While specifics might vary depending on the context, Hawai‛i’s implementation of Performance Based Ratemaking illustrates a useful model of what this might look like in practice. Beginning in 2018, the Hawai‛i PUC initiated a process to tie energy rates to customer benefits and emission reductions rather than solely to utility capital investments. Their PUC hosted a series of third party-facilitated public workshops that brought together a diverse group of stakeholders to generate recommendations and input with a focus on collaboration and consensus-building. In a shift from business-as-usual rulemaking, public participants were able to engage in back-and-forth dialogue and deliberation with regulatory staff over the course of hundreds of hours of meetings. The result was a final PUC decision issued in 2020 which reflected much of the feedback voiced during the initial workshops. The Hawai‛i process was described by participants as “open, equitable, inclusive, and relaxed.”
Support public participation and capacity building
Creating opportunities for more robust public input must be paired with funding and technical assistance for community members to participate in these processes. While the CPUC’s Intervenor Compensation Program is an important foundation, it has often struggled to keep up with the volume of claims from intervenors, with 141 claims between 2011 and 2020 going unfunded. Many smaller groups and individuals choose not to apply at all because the lack of guaranteed compensation and significant technical expertise required to participate makes doing so prohibitive. The CPUC must go beyond simply compensating participation and must invest in efforts to build the capacity of community members as energy leaders and advocates. That is, they must create opportunities for education to cultivate the interest and ability of individuals to engage in important energy issues.
Examples like Massachusetts’ virtual ‘teach-ins’ and workshops on regional grid planning can serve as a model for regulators in California looking to democratize not just energy decision-making, but energy expertise.
Distribute power, don’t tokenize
Finally, regulators should be cautious to avoid creating shallow, nonbinding participatory processes with no real decision-making capacity granted to community members. Procedurally accessible participatory processes can only go so far without the teeth to influence outcomes. In practice, this means building upon engagement forums like public comments and surveys with more robust public engagement opportunities like community advisory boards or community led planning processes.

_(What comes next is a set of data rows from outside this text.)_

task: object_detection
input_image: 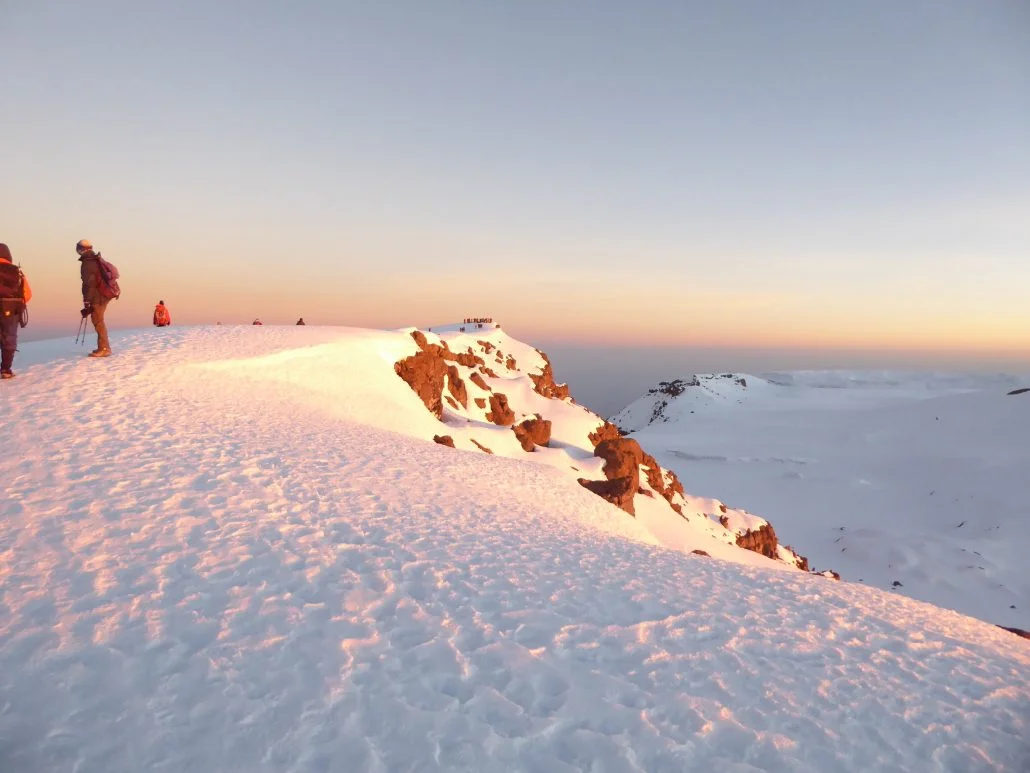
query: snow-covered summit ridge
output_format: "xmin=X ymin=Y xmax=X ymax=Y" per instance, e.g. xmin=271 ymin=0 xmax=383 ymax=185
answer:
xmin=0 ymin=326 xmax=1030 ymax=773
xmin=613 ymin=371 xmax=1030 ymax=629
xmin=394 ymin=325 xmax=808 ymax=569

To be clear, I don’t mean to suggest that public comments are a fruitless or insignificant tool. Advocates speaking up and making their voices heard is crucial to securing change and can often have a major impact on the outcome of decision-making processes. But the state can go even further by ensuring that community members not only have a voice, but are included early and frequently in processes, and are given a clear role in influencing and driving outcomes.
Public participation is a crucial pillar of energy democracy. And while it is not a silver bullet to democratizing our energy economy, it is a necessary component of a just and equitable energy transition. Regulators like the CPUC must take seriously their responsibility in ensuring energy decision-making is not only accessible but is responsive to the needs of all Californians and particularly those communities that have been most impacted by our current energy system and least heard in its formation.
A just, equitable, and clean energy future will take all of us. It’s time for California’s decision-makers to step up and ensure that all our voices are heard.